Di seguito alcuni estratti dai suoi diarii:

«Co’ ’sta pasta...»

Quest’oggi ho fatto una scoperta, d’essere stupidamente incoerente... Ma non voglio scoraggiarmi: continuerò con umiltà la strada tracciata, contento della mia stupidità e ingenuità. «Co’ ’sta pasta se fa gnochi!» (Pio X) con questa e null’altro: questo è il cuore e la volontà e l’intelligenza per amare, questo e nulla più. Chiederò perdono a Gesù e ai fratelli.

È l’Amore e la santità fatta di amore che conta.
Capita un primo diavoletto e mi dice: «Ecco, vedi a che cosa serve il tuo sacerdozio, a nulla, difatti oggi non hai fatto nulla di sacerdotale, non hai detto nemmeno una buona parola perché non sai la lingua, anche domani domenica non celebrerai che la Messa e poi basta, non valeva proprio la pena...». Ma io al diavoletto tentatore rompo le corna con ragionamenti molto più logici dei suoi. Allora viene un secondo diavolillo e mi dice: «Sai, stasera sono passato per Roma e ho visto sulla Via Aurelia i tuoi compagni di corso ben alloggiati, ben vestiti, non dico con tante comodità, ma insomma, ecco, una casetta passabile, tu invece guarda che miseria, dormire per terra con le ossa rotte che ti fanno male da tutte le parti...». Ma io gli rompo il muso cantando la casetta in Canada. Allora viene un terzo Satanello che dice: «Ma che fai? Ecco adesso vengono dal buio della foresta le tigri e i cobra e entreranno qui nella capanna; carovane di scorpioni e formiche rosse stanno già salendo e ti verranno nei buchi del naso e degli orecchi a fare il nido e tu hai coraggio di stare qui?...». Ma io per tutta risposta mi addormento beatamente sognando una squadriglia di angioletti rosa che giocano a canasta e fumano esportazione.

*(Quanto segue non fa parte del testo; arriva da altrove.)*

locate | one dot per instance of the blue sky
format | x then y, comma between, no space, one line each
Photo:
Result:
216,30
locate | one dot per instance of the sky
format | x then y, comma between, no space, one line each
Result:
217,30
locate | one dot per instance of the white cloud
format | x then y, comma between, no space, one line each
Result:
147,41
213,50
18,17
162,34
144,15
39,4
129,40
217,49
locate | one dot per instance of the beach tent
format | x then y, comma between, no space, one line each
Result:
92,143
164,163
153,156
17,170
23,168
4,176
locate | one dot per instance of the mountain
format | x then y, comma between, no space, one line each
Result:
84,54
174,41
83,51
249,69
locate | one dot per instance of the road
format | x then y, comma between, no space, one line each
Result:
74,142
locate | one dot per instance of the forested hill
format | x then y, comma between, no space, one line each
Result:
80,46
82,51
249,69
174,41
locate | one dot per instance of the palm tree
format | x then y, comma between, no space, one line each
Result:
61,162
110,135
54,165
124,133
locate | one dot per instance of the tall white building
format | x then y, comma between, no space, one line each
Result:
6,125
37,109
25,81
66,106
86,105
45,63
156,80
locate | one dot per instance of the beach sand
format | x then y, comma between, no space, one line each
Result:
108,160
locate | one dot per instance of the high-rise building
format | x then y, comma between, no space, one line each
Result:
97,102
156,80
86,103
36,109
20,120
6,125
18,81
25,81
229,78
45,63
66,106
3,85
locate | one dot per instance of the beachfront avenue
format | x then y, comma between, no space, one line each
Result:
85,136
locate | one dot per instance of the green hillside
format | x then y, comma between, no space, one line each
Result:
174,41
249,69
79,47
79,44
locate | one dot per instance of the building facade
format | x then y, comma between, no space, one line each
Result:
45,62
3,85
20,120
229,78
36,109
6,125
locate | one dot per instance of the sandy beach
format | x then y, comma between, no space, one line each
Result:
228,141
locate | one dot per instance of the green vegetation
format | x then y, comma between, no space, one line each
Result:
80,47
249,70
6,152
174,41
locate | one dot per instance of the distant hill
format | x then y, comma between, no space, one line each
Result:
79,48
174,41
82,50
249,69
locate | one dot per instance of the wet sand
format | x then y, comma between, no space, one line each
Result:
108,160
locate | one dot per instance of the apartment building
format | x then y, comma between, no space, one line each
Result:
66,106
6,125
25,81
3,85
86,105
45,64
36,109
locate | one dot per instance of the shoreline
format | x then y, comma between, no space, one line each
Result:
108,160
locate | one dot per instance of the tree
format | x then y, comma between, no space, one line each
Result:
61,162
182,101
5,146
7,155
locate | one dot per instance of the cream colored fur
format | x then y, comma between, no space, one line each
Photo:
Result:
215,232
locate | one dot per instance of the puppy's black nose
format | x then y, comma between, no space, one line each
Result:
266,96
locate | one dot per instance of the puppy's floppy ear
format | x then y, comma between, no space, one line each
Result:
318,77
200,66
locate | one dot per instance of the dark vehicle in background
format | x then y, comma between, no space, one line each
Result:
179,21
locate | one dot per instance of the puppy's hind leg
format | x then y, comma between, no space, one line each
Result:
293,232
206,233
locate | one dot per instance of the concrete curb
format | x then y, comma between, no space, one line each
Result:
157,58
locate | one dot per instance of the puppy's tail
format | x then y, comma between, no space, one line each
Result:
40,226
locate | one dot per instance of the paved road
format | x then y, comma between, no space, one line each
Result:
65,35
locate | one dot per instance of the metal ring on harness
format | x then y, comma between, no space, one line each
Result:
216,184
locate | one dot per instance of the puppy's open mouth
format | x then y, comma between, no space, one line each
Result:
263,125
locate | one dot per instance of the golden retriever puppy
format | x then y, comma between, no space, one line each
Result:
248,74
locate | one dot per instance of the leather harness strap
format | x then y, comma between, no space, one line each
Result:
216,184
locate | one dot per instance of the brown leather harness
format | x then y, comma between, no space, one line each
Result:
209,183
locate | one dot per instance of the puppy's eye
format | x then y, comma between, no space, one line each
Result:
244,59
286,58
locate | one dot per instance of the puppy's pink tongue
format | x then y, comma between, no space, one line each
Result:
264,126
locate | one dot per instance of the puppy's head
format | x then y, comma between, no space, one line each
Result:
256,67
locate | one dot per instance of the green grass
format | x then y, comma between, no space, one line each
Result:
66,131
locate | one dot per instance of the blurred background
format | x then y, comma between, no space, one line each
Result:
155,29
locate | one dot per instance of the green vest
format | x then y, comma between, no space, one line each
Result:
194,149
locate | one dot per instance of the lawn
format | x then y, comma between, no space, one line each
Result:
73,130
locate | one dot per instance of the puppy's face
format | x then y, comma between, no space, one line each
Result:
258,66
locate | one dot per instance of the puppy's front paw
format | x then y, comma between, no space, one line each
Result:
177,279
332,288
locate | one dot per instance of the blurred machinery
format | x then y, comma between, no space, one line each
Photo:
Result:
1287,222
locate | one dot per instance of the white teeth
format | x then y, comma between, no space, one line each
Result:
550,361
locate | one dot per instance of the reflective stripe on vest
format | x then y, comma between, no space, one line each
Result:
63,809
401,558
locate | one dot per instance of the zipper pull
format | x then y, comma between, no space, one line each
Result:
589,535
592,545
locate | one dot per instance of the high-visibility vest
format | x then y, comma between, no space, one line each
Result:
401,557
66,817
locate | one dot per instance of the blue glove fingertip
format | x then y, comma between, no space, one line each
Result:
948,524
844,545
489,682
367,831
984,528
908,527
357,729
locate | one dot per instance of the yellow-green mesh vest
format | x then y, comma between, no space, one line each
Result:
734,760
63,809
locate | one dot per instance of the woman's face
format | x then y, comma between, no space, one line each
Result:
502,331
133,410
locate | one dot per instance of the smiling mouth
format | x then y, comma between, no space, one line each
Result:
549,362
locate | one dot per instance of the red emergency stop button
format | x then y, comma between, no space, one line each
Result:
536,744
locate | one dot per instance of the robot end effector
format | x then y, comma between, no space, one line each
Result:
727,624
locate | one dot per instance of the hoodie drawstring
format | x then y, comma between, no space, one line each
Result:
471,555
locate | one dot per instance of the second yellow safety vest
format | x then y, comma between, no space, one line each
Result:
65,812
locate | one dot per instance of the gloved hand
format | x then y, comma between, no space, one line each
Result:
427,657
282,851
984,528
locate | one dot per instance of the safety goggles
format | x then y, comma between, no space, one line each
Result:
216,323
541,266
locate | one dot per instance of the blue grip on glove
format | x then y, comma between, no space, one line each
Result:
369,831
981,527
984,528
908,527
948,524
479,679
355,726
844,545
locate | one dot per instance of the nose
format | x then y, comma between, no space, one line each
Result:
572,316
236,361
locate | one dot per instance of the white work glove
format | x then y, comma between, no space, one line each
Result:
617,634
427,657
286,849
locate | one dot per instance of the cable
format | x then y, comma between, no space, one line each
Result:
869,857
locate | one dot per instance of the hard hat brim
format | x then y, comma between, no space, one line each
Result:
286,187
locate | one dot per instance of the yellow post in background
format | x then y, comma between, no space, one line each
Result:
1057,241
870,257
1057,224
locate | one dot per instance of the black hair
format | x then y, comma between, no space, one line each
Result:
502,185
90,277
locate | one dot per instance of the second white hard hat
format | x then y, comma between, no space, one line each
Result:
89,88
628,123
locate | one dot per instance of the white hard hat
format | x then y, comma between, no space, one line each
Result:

Credo disperatamente in te
Perché non ringraziare infinitamente l’Amore specialissimo di Dio per me che mi ha dato la Fede, che mi ha fatto conoscere la sua Chiesa? Dio mio, come sei immensamente buono con me! Quanto mi hai amato! Cosa ho fatto io per meritare tanto Amore?
Nel pomeriggio avevo molto male di testa e febbre. Ora sto meglio, ho scritto a Marchiol, a Fidelibus, a Gigi, a p. Bertrais e a Jeng. In complesso non ho molto studiato. Non so se il Signore mi domandi dell’eroismo a smettere di fumare o se mi domandi di fumare e l’eroismo di credere che mi posso far santo ugualmente. Quello che importa è che devo essere santo ad ogni costo, anche se ho la stoffa fatta apposta per essere tutto il contrario. Io credo disperatamente in te e al tuo Amore per me, per me che sono uno dei tuoi sacerdoti più deboli, e un figlio della Madre tua.